How to Create a New PE Layout

Running the ACME model requires a layout for which model cores are assigned to handle which model components called the PE layout. There are currently only a few people who know how to do this and there is no documentation of the process. This is a huge bottleneck which makes running on a new machine or coming up with an efficient layout for a new compset slow. The goal of this page is to provide the info needed for anyone on the project to create their own PE layouts (or at least know when their layout is bad).
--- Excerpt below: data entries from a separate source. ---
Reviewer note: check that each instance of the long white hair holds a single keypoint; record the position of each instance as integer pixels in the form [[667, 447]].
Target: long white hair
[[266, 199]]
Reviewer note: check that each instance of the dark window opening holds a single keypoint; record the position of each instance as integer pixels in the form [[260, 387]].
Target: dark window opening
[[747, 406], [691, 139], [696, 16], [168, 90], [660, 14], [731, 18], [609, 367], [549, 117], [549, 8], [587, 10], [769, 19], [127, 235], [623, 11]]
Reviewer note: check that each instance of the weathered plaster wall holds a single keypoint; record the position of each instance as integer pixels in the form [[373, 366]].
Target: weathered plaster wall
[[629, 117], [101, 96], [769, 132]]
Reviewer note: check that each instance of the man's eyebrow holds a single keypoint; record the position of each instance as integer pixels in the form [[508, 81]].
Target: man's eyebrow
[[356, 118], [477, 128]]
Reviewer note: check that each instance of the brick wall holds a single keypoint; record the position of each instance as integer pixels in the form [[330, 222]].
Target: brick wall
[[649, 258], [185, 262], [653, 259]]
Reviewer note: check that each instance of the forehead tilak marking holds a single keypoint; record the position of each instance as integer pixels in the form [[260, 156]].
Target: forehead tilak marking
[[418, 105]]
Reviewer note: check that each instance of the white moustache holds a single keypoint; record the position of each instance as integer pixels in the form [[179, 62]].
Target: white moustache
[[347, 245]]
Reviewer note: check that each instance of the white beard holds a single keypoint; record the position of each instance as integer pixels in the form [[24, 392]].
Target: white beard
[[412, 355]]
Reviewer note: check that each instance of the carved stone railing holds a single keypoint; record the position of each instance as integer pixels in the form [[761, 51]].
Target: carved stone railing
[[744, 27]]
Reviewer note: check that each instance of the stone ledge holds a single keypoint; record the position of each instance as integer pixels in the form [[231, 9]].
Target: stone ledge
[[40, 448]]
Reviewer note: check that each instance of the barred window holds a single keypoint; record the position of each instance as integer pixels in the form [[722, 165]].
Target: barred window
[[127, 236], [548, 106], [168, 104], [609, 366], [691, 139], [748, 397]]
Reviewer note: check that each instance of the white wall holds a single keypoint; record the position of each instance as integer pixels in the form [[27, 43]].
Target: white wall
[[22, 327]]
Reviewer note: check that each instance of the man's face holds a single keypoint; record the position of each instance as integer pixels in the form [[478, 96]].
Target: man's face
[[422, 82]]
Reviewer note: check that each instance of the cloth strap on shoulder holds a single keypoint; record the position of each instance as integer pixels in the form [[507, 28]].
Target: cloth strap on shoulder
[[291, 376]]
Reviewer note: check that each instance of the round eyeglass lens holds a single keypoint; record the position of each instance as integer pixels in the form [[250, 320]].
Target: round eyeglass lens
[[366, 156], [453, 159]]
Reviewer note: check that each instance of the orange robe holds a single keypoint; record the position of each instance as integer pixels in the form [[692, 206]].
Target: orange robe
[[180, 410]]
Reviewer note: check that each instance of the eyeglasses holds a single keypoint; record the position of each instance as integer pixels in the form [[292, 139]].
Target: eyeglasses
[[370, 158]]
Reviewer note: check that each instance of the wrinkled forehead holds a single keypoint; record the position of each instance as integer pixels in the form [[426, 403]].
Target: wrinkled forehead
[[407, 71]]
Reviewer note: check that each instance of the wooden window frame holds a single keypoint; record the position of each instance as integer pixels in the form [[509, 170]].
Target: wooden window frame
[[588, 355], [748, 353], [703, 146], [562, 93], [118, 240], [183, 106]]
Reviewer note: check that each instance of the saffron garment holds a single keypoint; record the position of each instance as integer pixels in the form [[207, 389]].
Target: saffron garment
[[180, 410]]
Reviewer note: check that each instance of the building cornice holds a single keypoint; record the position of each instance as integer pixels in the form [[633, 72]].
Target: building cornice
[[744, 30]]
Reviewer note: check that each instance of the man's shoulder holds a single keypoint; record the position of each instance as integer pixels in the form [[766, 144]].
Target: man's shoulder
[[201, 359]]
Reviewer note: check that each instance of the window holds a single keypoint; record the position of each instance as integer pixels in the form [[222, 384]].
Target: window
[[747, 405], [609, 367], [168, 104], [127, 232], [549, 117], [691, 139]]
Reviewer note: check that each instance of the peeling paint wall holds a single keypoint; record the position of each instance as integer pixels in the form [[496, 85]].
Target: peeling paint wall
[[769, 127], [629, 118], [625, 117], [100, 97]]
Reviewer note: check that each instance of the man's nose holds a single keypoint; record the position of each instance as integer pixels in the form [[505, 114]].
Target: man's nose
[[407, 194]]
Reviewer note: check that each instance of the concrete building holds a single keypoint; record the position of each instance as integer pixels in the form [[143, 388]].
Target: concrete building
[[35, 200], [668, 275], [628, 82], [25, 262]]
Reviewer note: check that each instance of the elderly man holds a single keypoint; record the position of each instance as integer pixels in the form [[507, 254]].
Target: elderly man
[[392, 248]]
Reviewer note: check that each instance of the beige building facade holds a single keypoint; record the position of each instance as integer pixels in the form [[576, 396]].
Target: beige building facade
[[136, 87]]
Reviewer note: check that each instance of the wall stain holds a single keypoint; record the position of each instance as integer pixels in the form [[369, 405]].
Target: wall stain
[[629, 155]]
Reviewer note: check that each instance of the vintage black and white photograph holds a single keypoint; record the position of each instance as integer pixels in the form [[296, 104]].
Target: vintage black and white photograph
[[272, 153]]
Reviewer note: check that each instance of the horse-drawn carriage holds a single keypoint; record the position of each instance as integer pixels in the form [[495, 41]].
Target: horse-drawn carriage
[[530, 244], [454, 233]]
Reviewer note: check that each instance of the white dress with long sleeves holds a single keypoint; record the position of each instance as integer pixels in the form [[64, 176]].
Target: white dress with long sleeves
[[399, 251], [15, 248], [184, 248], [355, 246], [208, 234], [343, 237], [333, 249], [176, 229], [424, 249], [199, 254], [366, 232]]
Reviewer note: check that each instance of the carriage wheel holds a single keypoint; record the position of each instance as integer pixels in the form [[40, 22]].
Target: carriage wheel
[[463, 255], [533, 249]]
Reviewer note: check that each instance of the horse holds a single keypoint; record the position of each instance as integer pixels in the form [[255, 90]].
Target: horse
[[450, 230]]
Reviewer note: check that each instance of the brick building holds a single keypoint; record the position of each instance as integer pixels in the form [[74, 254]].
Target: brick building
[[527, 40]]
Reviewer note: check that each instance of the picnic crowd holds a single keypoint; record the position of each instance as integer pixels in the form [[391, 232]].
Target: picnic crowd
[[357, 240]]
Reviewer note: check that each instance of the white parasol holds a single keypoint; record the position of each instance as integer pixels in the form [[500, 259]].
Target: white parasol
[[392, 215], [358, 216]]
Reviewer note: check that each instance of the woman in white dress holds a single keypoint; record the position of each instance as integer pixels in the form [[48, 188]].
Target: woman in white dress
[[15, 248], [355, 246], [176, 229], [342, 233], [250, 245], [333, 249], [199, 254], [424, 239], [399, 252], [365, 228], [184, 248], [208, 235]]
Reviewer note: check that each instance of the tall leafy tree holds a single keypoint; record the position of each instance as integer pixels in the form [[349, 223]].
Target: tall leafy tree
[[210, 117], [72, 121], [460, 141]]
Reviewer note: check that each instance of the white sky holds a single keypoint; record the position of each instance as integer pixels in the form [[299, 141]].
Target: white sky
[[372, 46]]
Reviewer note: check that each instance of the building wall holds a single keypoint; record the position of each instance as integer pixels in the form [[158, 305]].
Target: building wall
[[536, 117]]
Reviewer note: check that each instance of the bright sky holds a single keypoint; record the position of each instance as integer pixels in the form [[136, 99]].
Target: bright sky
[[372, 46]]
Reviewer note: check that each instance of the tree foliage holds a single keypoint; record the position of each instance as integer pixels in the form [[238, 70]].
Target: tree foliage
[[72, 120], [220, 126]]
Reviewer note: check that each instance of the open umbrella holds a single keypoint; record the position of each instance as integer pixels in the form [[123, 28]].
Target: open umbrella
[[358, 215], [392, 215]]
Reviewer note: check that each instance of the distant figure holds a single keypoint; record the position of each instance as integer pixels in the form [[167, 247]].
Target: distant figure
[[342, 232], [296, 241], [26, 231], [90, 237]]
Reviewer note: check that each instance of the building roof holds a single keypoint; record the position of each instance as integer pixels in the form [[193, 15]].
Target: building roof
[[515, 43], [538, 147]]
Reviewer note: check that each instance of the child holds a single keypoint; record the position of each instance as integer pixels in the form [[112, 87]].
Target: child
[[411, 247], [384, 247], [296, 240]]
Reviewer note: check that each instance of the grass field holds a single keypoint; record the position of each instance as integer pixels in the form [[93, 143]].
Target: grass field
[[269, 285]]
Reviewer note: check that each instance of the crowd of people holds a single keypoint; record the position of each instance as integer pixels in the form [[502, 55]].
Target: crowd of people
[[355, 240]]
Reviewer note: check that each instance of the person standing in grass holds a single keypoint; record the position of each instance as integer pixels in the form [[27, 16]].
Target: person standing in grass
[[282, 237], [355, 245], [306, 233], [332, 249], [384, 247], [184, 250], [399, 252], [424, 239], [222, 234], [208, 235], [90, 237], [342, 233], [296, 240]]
Before diving into the joy of creating your own PE layout, check on this page to see whether someone has already gone to the effort for you:

Official ACME Performance Group /wiki/spaces/PERF/pages/114491519.  This is a new (12/2016) effort to collect optimal layouts.  Until it is complete, also check the many older/archived layout pages linked at the bottom of that page.  



Background Reading:

Here is a list of webpages describing PE layouts. Please add more pages if you know of any I've missed:

http://www.cesm.ucar.edu/models/cesm1.0/cesm/cesm_doc_1_0_4/x2574.html,
http://www.cesm.ucar.edu/models/cesm1.0/cpl7/cpl7_doc/x29.html#design_seq,
http://www.cesm.ucar.edu/models/cesm1.1/cesm/doc/usersguide/x730.html
http://www.cesm.ucar.edu/models/cesm1.3/cesm/doc/usersguide/x1516.html

Background:

ACME and CESM were designed to provide bit-for-bit identical answers regardless of PE layout (though this doesn't happen in practice unless certain debug options are used - see comment 3 by Patrick Worley (Unlicensed) below). This means that the information used by e.g. the ocean model needs to be available at the time it runs regardless of whether the ocean is running in in parallel with the other components or whether it is run serially after all the other components are finished. This necessitates passing one component information which is lagged relative to the current state of the other processes. It also imposes some limitations on which PE layouts are acceptable (see comments 4 and 5 by Patrick Worley (Unlicensed) below):

  1. ATM must  run serial with LND, ROF, and ICE
  2. everything can (kind of) run concurrent with OCN
  3. LND and ICE can run concurrently
  4. ROF must run serial with land
  5. coupler is complicated. Patrick Worley (Unlicensed) says "I generally like the coupler to be associated with just one of land and sea ice, but this is very fuzzy. CPL needs enough processors to do its job, but if it overlaps all of the other components, then it is not available when a subset of components need to call the coupler, so inserts unnecessary serialization. CPL can also be own its own nodes - idle much of the time and causing more communication overhead, but always available."

The PE layout for a run is encapsulated in the env_mach_PES.xml file which is created by the create_newcase command during the model build step. This page focuses on changing this .xml file for a particular run; changing the default behavior for all runs on a particular machine requires muddling around with $ACME_code/cime/machines-acme/ stuff which is outside the scope of this page.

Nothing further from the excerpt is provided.